New York State's multi-million dollar residential energy efficiency programs are chronically underutilized in New York City. Retrofitting half of NYC’s 650,000 small homes would save homeowners $255 million annually and create 1,500 jobs, but thousands of low- and moderate-income residents in communities burdened by energy costs and an outdated building stock have struggled with securing retrofit financing and taking part in these programs.
To address this, Pratt Center launched an innovative initiative to ramp-up residential retrofits through a simple standard package of five energy efficiency measures that can be implemented in hundreds of thousands of similar small homes without a costly, complicated and time-consuming energy audit. We estimate that by eliminating audits, this standard package can make it easier for community-based organizations to ramp-up retrofits in their communities, easier for homeowners to access retrofit financing, and more profitable for small businesses to implement energy efficiency, while generating more retrofit jobs for local residents.

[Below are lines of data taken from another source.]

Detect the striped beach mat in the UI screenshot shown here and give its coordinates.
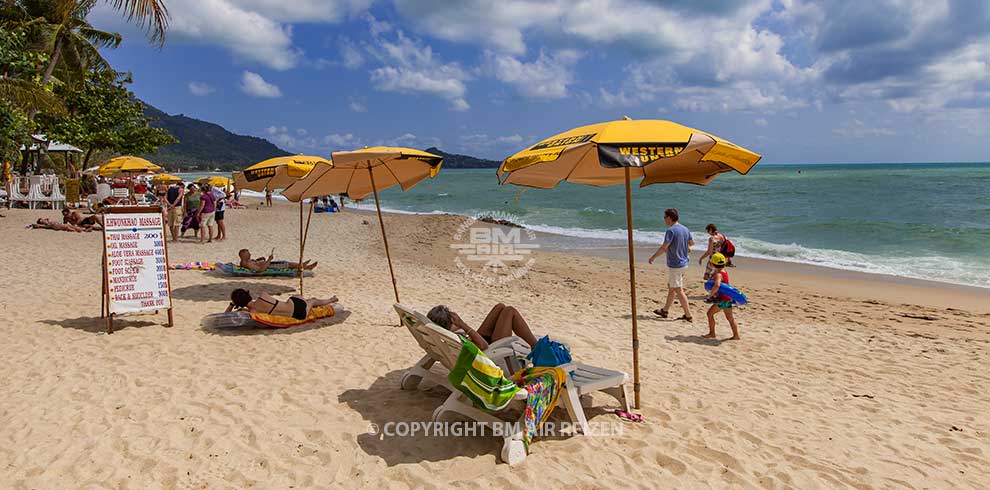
[216,262,313,277]
[447,339,519,412]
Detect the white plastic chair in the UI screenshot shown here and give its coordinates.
[393,304,630,465]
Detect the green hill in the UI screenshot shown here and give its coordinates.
[423,147,502,168]
[142,104,500,172]
[144,104,291,172]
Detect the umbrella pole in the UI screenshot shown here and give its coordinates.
[299,199,313,296]
[368,170,399,303]
[626,167,640,410]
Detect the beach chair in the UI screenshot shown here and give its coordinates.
[394,304,631,465]
[394,304,530,391]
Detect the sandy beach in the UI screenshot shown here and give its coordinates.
[0,203,990,490]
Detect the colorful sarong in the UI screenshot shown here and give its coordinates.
[447,337,519,412]
[512,367,567,451]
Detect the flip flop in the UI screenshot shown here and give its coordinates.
[614,410,643,422]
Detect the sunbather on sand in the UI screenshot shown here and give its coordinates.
[426,303,536,350]
[227,289,337,320]
[62,208,103,230]
[31,218,93,233]
[237,248,320,272]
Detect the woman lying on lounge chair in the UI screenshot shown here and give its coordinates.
[30,218,93,233]
[227,289,337,320]
[426,303,536,350]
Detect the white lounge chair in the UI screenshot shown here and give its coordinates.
[395,304,530,391]
[110,187,131,204]
[394,304,630,465]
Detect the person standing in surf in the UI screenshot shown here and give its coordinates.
[649,208,694,322]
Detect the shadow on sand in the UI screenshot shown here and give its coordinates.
[41,316,161,333]
[337,369,614,466]
[172,281,296,301]
[200,310,351,337]
[664,335,728,347]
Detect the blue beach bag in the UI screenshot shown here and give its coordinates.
[526,335,571,367]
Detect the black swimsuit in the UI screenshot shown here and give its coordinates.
[289,296,307,320]
[258,296,308,320]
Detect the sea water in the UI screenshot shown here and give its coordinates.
[178,163,990,288]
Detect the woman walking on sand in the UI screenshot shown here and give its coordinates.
[180,184,200,237]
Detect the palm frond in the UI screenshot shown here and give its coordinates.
[104,0,169,46]
[0,78,65,114]
[78,26,123,48]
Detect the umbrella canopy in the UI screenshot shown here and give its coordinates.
[100,156,164,177]
[238,155,330,191]
[282,146,443,303]
[282,146,443,201]
[498,119,760,189]
[151,174,182,184]
[230,172,248,190]
[498,118,760,408]
[196,175,234,187]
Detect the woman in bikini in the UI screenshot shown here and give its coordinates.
[227,289,337,320]
[426,303,536,350]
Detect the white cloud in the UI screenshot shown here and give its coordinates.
[241,70,282,99]
[669,82,808,113]
[369,31,470,111]
[159,0,300,70]
[340,39,364,70]
[598,88,656,107]
[93,0,372,70]
[395,0,567,55]
[486,50,580,99]
[832,119,897,138]
[188,82,216,97]
[232,0,372,23]
[323,133,363,151]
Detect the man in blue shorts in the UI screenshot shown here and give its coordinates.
[650,208,694,322]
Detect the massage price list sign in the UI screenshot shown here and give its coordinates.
[103,212,172,314]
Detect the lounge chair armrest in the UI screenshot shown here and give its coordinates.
[485,336,531,354]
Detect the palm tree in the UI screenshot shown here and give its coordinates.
[24,0,122,85]
[110,0,168,46]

For more information about this project, visit our Retrofit Standardization Initiative page.
While we ultimately seek to apply retrofit standardization to all of NYC's small residential building stock, to first test out this approach we are focusing on one building type that meets three initial criteria: prevalence – a building type that represents a large proportion of the city's building stock; feasibility – a building type in which we could thoroughly analyze energy usage and identify potential retrofit upgrades; and energy efficiency opportunities – a building type that could yield a high rate of return on retrofit investments. To identify such a type, we developed a data-driven building type selection methodology. The maps in this series demonstrate our methodology and visualize the pertinent building and community data that inform our Retrofit Standardization Initiative. The content of these maps and our overall building type selection methodology are summarized below.
Building Type Selection Methodology
In order to identify a residential building type that met our three criteria, we first analyzed building data from the NYC Department of City Planning’s GIS geographic tax lot layer (MapPLUTO), which includes year built, number of floors, number of residential units, Proximity Code (attachment type), and Building Class (a code describing the major use of structures on the tax lot as defined by NYC Department of Finance). With this data, we engaged in an eleven step process to narrow down all of the city’s buildings into a subset of buildings which would be applicable to our study given their size, contiguity, and the State's energy efficiency program guidelines. We removed nonresidential buildings; buildings with more than four families and less than two families; buildings constructed before 1860 or after 1929; buildings with more than five floors; and buildings with more than 10 residential units. This narrowed down the city’s building stock to 165,268 homes.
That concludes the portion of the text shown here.